Pavel Ivanov <pivanof@google.com> writes:
Well, I'd argue that accumulating lots of cruft does matter. Let's say it accumulated 10,000 different GTIDs. It will significantly slow down the slave connection initialization and it will blow up binlog size. The first effect could be especially dangerous because if e.g. 3 slaves are connected to master simultaneously master could fully consume 3 CPUs for a prolonged period of time which may affect ability to respond to client queries.
Overall I guess I don't quite like this design decision. It basically means that in the proper configuration special care should be taken to make sure that server_id numbers don't get retired forever but get reused instead...
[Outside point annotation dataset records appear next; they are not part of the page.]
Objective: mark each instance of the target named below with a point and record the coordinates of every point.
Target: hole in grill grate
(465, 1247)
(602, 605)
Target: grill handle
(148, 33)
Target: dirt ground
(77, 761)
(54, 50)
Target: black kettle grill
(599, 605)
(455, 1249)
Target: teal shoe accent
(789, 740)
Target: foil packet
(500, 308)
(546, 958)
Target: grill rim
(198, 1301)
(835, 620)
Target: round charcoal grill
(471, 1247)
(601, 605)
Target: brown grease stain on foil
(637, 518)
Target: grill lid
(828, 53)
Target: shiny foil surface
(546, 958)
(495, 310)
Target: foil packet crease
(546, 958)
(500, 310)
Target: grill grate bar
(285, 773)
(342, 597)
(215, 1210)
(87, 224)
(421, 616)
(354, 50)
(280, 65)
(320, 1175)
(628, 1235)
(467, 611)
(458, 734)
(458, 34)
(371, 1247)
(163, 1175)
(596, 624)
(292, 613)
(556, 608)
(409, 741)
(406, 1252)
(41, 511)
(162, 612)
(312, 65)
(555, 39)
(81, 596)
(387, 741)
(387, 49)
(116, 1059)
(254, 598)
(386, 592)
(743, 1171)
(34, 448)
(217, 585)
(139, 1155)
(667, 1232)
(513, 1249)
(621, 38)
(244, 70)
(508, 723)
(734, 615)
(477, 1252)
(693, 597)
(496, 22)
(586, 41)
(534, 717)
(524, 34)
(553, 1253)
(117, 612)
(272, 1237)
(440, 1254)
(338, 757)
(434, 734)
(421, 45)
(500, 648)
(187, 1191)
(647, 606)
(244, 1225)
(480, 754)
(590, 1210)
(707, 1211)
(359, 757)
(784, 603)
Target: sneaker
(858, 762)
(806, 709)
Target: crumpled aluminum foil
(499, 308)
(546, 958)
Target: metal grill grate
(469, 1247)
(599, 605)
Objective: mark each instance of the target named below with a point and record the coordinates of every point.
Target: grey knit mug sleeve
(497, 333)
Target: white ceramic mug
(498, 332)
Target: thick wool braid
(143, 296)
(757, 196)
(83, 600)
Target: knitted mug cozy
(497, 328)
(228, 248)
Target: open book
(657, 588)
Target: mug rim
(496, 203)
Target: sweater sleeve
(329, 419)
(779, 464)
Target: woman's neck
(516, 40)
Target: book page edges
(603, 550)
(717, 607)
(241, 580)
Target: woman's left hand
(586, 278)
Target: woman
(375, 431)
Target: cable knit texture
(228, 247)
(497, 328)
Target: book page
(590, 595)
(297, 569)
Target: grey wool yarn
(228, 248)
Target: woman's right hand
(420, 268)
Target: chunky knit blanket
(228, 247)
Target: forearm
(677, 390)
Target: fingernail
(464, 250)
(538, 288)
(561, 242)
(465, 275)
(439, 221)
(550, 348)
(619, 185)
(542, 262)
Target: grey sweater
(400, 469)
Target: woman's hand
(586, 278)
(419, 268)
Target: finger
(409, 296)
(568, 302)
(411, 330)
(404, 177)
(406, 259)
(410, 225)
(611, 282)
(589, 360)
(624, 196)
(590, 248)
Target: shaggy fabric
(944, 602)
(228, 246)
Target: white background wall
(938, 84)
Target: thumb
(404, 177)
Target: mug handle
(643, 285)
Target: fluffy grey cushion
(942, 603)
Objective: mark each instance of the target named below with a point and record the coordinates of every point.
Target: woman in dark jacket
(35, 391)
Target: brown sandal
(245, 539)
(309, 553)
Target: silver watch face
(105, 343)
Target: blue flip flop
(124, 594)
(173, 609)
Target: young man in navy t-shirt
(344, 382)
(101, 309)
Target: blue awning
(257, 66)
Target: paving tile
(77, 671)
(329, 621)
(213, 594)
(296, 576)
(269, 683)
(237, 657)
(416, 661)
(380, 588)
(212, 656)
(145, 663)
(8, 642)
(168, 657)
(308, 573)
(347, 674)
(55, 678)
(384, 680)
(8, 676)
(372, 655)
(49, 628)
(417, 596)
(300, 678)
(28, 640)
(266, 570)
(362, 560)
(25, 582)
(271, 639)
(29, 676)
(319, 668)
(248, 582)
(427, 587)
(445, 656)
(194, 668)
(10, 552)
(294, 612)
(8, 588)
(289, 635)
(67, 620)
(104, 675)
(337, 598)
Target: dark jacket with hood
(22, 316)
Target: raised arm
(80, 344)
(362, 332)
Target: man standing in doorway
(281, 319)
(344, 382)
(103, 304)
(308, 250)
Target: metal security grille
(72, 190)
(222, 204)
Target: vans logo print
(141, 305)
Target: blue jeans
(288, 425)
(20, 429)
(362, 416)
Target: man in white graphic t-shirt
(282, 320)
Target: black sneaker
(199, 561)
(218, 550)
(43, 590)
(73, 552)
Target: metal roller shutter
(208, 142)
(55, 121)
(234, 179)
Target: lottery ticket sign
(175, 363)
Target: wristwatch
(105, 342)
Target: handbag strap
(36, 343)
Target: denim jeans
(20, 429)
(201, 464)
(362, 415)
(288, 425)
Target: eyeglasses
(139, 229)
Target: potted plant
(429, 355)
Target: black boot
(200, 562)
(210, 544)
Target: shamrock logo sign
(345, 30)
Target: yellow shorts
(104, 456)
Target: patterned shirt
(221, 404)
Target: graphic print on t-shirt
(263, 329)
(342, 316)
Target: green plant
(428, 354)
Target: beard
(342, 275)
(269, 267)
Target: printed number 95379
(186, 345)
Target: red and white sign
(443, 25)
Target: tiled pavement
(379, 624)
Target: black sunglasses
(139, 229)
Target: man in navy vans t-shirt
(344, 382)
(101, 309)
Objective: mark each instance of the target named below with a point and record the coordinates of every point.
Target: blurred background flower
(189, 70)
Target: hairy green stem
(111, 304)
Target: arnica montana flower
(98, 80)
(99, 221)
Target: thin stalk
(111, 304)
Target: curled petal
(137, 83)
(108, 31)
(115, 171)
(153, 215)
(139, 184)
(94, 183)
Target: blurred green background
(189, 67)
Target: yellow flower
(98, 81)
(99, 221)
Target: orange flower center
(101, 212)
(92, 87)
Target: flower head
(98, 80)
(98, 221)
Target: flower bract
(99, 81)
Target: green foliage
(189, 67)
I do not think it will be a problem. Even with 10000 master failovers (that's 10 times per day, every day for 3 years!), it's just 150kB in each binlog file, plus a single iteration over it during slave connect. But if it turns out that I am wrong and it is in fact a problem, we can easily add later something that prunes this information. A given (domain_id, server_id, seq_no) GTID is only needed as long as there is any slave that might request to start replicating from this position. After that, it can be safely omitted in subsequent Gtid_list_log_events. For example, each time we rotate the binlog, we can check for any GTID in Gtid_list_log_event that was the same in the Gtid_list_log_event of the first unpurged binlog file, and omit any such in the next Gtid_list_log_event output. But there is no reason to spend time on that until we know it is a problem. Maybe the deeper issue is that you would prefer a design where sequence number is assumed unique by itself (or (domain_id, sequence_number) if using multi-source). And the code is allowed to silently break if this assumption is violated by user? This makes a lot of things simpler, of course. I did think a lot about this, and in the end I decided against it, because of numerous cases where this could make things harder for users that are perhaps not intimately aware with how GTID works. I am still hopeful that the current design can give the best of both worlds: something that "just works" in most cases for most users, and still provides what is needed for advanced users that can be expected to know what they are doing. - Kristian.